Recent history is peppered with examples of how Twitter served as a platform to boost or annihilate stock performance, suggested Liew.
Just take a look at what happened in 2013, when the Associated Press’ (AP) Twitter account posted a false message: “BREAKING: Two Explosions in the White House and Barack Obama is injured.”
While it came to light the president was unharmed and that the AP had found its account hacked, it didn’t stop £92.2bn being wiped off the Dow Jones and S&P 500 indexes value in the span of two minutes.
Similarly, Liew explained that Twitter made it possible to identify situations where tweets could “move markets.” On 30 March 2015, for example, the below tweet from Tesla founder Elon Musk resulted in an increase of the company’s capitalisation by $1bn in a few minutes.
Major new Tesla product line — not a car — will be unveiled at our Hawthorne Design Studio on Thurs 8pm, April 30
— Elon Musk (@elonmusk) March 30, 2015
Also, in a letter to Apple CEO Tim Cook that was made public by Carl Icahn in May 2015, the investor said he thought Apple was worth more than it was being valued at. It was suggested that stock increased by about $8.35bn within minutes.
It’s no surprise then that the link between Twitter and stock markets has been the focus of much debate and study. Two reports, “Tweets and Trades: The Information Content of Stock Microblogs” and “The Effects of Twitter Sentiment on Stock Price Returns“, arrived at the same conclusion: that Twitter wasn’t supposed to be used as a crystal ball. Instead, it should be viewed as a mirror reflecting current situations.

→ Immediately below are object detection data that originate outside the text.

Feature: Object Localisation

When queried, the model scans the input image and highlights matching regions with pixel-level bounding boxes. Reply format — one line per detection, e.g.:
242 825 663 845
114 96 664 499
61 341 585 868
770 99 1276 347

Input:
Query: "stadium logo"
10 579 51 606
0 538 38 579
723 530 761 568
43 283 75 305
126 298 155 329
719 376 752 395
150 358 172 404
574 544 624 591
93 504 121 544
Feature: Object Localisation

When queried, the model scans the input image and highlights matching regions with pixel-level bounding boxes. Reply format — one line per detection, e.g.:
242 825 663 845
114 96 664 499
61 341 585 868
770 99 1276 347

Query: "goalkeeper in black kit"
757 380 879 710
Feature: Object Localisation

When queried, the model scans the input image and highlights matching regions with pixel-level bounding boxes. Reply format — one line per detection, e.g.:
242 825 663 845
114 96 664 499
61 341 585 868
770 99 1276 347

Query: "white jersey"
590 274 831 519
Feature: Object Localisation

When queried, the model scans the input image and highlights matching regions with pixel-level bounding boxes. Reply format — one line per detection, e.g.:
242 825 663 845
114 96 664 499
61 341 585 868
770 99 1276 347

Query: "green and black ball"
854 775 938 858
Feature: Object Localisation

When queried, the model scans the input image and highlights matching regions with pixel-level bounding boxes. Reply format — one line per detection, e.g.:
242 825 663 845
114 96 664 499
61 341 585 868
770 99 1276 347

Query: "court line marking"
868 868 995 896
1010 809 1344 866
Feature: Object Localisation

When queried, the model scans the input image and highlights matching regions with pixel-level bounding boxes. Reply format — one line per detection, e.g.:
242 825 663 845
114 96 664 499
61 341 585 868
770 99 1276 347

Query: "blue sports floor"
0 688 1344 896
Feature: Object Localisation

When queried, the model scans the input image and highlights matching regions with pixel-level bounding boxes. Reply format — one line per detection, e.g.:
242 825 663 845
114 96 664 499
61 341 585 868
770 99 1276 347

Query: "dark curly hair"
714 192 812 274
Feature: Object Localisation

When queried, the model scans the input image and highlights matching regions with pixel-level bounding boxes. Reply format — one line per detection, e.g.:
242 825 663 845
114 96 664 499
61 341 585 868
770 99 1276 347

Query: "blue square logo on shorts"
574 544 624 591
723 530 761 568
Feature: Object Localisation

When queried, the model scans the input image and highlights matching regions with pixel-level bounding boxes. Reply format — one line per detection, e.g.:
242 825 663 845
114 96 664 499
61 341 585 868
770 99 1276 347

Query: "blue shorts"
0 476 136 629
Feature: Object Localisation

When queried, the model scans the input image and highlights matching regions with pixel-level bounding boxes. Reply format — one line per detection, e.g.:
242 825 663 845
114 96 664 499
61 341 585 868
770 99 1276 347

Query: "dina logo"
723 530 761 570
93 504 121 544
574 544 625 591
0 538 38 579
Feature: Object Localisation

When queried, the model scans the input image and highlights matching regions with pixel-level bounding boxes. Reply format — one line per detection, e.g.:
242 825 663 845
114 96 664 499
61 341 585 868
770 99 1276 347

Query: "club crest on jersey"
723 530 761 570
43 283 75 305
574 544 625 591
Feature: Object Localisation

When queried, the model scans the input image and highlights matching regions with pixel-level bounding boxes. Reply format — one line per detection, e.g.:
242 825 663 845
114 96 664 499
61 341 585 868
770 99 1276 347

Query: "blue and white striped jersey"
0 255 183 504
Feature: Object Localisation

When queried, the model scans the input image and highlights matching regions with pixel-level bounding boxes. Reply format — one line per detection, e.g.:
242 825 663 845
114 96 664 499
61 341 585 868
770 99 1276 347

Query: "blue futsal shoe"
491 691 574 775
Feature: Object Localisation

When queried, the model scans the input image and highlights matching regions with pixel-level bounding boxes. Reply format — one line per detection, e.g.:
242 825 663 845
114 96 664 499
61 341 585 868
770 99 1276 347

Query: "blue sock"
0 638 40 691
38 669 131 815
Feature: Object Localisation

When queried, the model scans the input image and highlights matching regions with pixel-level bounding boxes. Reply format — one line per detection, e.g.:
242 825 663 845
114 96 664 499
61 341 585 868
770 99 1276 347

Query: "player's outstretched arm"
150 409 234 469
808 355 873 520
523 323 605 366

Now taking a stab at the correlation, Liew found himself with access to all StockTwits posts about 15 companies that drew the most Twitter commentary from January 2012 to October 2015: Apple, Facebook, Netflix, Yahoo, Amazon, Google, Disney, and American Airlines to name a few.
People who posted on StockTwits could state whether they were positive or negative about stock. Mining this data led to the discovery that there was “a particular intuitive relationship between tweet sentiment and prices over time. Namely, aggregated daily sentiment matters for equity daily returns. Positive sentiment is associated with positive returns.”
Liew highlighted this through the performance of Apple’s stock. He explained that between 1,000 and 2,000 StockTwits posts about Apple were made each day during the 2012-2015 period. The percentage of positive tweets about the stock stayed high from mid-2013, which corresponded to a nearly continuous increase in the stock’s price over that time.
“When Apple does well within the day, participants are tweeting with bullish sentiment, showing that a positive correlation exists between contemporaneous price movements and tweet sentiments,” Liew said.
He did acknowledge, however, that some believe the real-time status of a tweet can make it irrelevant after hours. But Liew claimed the research results beg to differ: “There appears to exist a strong positive relationship between the daily time-series of aggregated tweet sentiments and their corresponding security returns.”